Beet SaladChilled Beet, Cilantro, and Sunflower Seed Salad
2 lb red beets, washed and trimmed
6 tbsp extra virgin olive oil, plus extra for cooking
1 tbsp lemon juice
1 tbsp white wine vinegar
1/2 teaspoon Dijon mustard
2 tbsp cilantro, chopped fine
2 tbsp chives, minced
2 tbsp sunflower seeds
kosher salt and fresh black pepper, to taste
If most of your December evenings (and some days) were spent with a cocktail in hand, this is the recipe for you. Both beets and lemon juice help detoxify the liver, so belly up.
Yield: 4 servings
Preheat oven to 425˚F. Drizzle each beet with 1 tsp of olive oil and wrap individually in tinfoil. Place beets on sheet pan, and bake until tender but still firm, about 1 hour. Remove from oven, and allow beets to cool.
Using a paper towel, peel skin off beets. (If you have plastic disposable gloves, use them or the color will stain your skin.) Slice each beet into 4 or 6 pieces, and add to a bowl.

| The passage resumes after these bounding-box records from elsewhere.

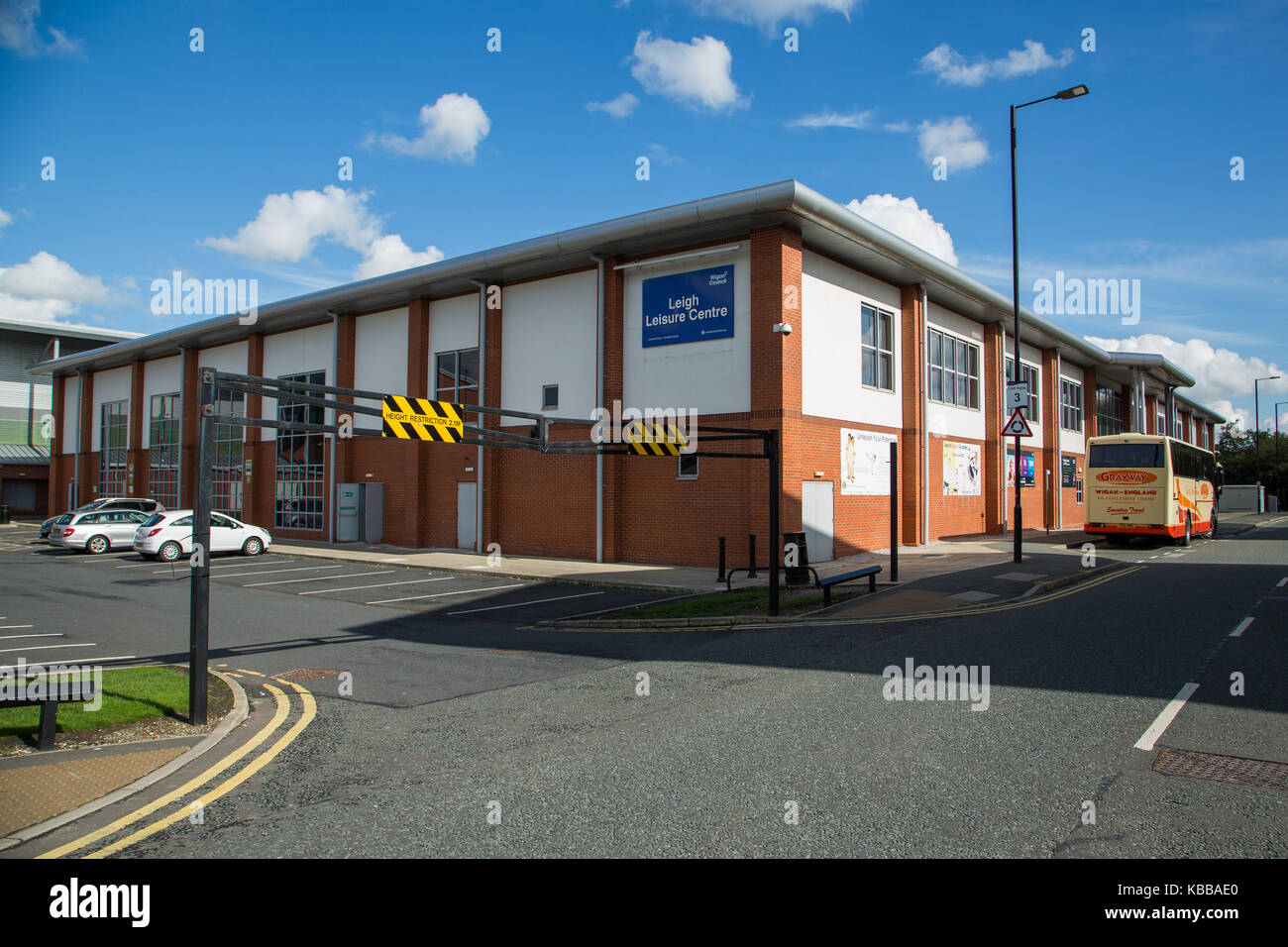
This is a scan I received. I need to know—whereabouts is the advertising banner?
[643,263,733,348]
[841,428,897,496]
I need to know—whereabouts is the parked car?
[40,496,164,540]
[49,509,147,556]
[134,510,273,562]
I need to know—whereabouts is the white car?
[134,510,273,562]
[49,509,149,554]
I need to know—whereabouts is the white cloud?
[921,40,1073,85]
[787,110,872,129]
[690,0,859,29]
[0,0,85,59]
[364,93,492,163]
[355,233,447,279]
[1086,334,1288,428]
[631,30,747,112]
[201,184,445,279]
[845,194,957,266]
[917,115,988,174]
[587,91,640,119]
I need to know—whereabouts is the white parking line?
[448,591,604,614]
[0,642,98,655]
[242,570,393,588]
[1136,684,1199,750]
[296,576,452,595]
[368,582,524,605]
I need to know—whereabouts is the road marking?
[0,642,98,655]
[448,591,604,614]
[1136,684,1199,750]
[368,582,524,605]
[242,570,393,588]
[296,576,451,595]
[85,678,318,858]
[36,684,291,858]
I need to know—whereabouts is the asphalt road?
[0,523,1288,857]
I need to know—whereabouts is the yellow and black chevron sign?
[626,421,690,458]
[380,394,465,445]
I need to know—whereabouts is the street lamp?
[1252,374,1280,489]
[1012,85,1090,562]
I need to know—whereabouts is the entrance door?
[802,480,832,565]
[456,483,478,549]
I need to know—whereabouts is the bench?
[815,566,881,608]
[0,679,94,750]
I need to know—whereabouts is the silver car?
[49,510,147,554]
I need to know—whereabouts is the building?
[0,317,138,517]
[25,180,1224,565]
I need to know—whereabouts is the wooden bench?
[818,566,881,608]
[0,679,94,750]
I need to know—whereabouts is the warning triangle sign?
[1002,408,1033,437]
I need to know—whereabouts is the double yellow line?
[38,668,317,858]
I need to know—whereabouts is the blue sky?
[0,0,1288,424]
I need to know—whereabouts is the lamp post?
[1252,374,1280,491]
[1012,85,1090,562]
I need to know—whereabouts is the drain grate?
[1154,750,1288,789]
[275,668,343,681]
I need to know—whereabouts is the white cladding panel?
[620,248,751,414]
[922,303,988,441]
[142,356,183,447]
[261,322,335,441]
[60,374,80,451]
[90,365,134,451]
[799,253,903,428]
[501,270,599,424]
[353,309,409,412]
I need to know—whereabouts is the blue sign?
[644,263,733,348]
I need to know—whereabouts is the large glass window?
[149,391,179,510]
[862,305,894,391]
[926,329,980,408]
[273,371,326,530]
[1060,378,1082,430]
[98,401,130,496]
[1006,359,1042,424]
[434,349,480,404]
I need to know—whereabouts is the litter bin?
[783,532,811,585]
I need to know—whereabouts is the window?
[275,371,326,530]
[149,391,179,509]
[926,329,979,408]
[98,401,130,496]
[860,305,894,391]
[1006,359,1042,424]
[434,349,480,404]
[1096,388,1124,434]
[1060,378,1082,430]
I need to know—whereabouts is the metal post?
[188,368,215,727]
[890,441,899,582]
[765,430,783,614]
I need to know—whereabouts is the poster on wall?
[944,441,980,496]
[1006,450,1037,489]
[643,263,733,348]
[841,428,897,496]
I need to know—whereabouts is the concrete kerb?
[0,670,250,852]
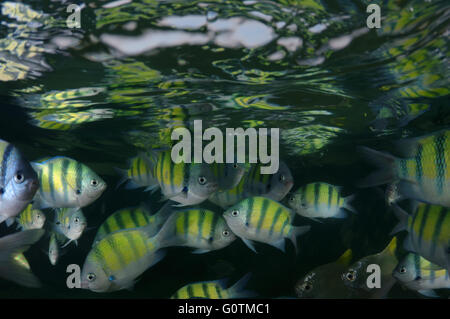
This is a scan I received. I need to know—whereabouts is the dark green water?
[0,0,450,298]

Add cilantro, chives, and sunflower seeds. Season with salt and pepper.
Add lemon juice, vinegar, and mustard to a small bowl. Whisk to combine. Slowly drizzle in oil, whisking constantly. Pour vinaigrette over beets, and toss well. Transfer to an airtight container, and refrigerate until beets are chilled.